0ありがとうございます。そうなんです、私こう見えても結構若いんですよ。田舎に暮らしてると還暦でも若い!と言われます。そんな私に言わせれば40代なんてまだひよっこです。30代なんて卵です。20代なんて前世ですよ。ティーンエイジャーに至っては石器時代。涙目。。。
0この作品、とても好きです。 レビューを書くのは手ごわいのですが、流れるようなリズムと独特な発想、 そしてユーモアもペーソスも同時に感じられるところが、 この詩をとてもチャーミングにしていると感じました。
0ありがとうございます。チャーミングっていい言葉ですね。手を繋ぎたくなりますね。ペーソスもいい言葉ですね。パンに塗って食べたくなりますね。レビューは私の場合は全然怖がらなくて大丈夫ですよ。躾がちゃんと出来てますから。

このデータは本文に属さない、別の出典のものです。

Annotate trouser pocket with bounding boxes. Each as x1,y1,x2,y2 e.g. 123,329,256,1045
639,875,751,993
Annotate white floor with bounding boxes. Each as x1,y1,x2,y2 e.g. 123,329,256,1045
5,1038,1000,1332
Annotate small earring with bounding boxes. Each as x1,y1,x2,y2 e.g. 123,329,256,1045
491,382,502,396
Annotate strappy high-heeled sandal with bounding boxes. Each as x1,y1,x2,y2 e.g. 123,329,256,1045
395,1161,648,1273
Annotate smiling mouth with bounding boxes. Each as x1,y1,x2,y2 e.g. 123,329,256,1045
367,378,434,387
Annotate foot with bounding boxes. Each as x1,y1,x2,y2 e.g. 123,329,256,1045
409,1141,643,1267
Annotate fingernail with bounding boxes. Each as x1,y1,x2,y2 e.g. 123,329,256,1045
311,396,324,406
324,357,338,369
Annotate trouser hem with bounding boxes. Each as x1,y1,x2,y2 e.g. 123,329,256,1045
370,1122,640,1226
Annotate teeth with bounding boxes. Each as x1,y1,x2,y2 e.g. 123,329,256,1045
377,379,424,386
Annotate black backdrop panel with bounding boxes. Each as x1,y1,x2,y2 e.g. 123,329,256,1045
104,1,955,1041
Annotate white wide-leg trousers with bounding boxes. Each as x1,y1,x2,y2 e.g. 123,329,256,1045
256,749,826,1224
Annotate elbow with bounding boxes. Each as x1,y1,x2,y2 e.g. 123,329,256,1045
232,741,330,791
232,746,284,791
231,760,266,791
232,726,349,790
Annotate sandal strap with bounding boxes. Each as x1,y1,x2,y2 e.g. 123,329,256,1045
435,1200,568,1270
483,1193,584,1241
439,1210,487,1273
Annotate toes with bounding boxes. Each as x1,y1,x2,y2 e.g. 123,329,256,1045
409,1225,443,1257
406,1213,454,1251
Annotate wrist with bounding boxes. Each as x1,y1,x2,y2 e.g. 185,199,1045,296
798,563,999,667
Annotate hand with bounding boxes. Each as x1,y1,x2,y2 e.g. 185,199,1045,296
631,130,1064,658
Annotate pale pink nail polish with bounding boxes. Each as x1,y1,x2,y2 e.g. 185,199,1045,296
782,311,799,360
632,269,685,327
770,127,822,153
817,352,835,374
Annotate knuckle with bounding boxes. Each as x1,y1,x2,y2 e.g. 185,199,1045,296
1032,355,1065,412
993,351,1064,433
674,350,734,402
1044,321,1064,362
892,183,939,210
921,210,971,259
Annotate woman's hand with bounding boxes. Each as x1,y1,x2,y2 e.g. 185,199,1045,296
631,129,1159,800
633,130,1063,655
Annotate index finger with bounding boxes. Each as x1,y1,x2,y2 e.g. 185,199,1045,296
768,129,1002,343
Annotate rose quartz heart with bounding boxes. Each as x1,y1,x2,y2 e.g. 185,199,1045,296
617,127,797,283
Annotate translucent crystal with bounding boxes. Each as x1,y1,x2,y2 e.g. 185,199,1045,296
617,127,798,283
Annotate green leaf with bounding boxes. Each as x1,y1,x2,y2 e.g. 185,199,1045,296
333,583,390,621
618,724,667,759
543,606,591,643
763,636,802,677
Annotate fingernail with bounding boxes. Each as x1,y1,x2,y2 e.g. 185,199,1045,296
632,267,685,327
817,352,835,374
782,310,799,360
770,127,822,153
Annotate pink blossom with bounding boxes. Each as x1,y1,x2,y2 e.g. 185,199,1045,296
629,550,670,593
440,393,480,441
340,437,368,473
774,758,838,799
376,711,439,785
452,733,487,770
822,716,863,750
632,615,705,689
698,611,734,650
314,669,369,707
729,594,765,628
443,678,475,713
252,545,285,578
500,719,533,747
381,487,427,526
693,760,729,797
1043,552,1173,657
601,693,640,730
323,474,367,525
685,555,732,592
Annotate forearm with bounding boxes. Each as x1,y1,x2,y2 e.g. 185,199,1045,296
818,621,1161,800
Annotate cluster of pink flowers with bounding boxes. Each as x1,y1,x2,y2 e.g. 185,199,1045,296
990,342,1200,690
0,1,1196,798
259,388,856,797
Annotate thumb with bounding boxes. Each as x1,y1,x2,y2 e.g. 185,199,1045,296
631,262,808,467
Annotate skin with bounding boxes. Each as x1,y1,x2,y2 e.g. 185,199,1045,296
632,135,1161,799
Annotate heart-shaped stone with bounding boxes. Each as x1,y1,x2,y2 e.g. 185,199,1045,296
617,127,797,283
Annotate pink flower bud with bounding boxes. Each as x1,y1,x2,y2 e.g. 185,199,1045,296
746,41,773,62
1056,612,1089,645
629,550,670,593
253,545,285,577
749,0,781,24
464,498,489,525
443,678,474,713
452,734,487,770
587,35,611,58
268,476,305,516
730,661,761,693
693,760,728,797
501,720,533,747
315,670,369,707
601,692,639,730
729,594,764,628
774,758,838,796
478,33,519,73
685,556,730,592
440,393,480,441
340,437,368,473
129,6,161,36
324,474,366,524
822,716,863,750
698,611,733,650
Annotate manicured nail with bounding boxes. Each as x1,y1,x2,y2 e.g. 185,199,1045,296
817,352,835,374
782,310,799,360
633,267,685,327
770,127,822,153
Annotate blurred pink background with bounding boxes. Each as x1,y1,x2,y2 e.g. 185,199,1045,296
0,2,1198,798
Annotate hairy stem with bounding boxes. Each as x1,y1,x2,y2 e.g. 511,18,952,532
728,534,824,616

1私は名前で産み落とされ そして名前で傷を負った アイデアがいいですね。
0ありがとうございます。そんなの書いたかしら?と思って見てみたらちゃんと書いてましたね。名前はこの世界で最初に抽象化される行為であり、最初に付けられる刻印で、それは最初に付けられる傷でもある、というような意味、だったかな? とにかくそんな感じです。こんなのよく考えたな私。自分で書いときながら。すみません。でもありがとうございます。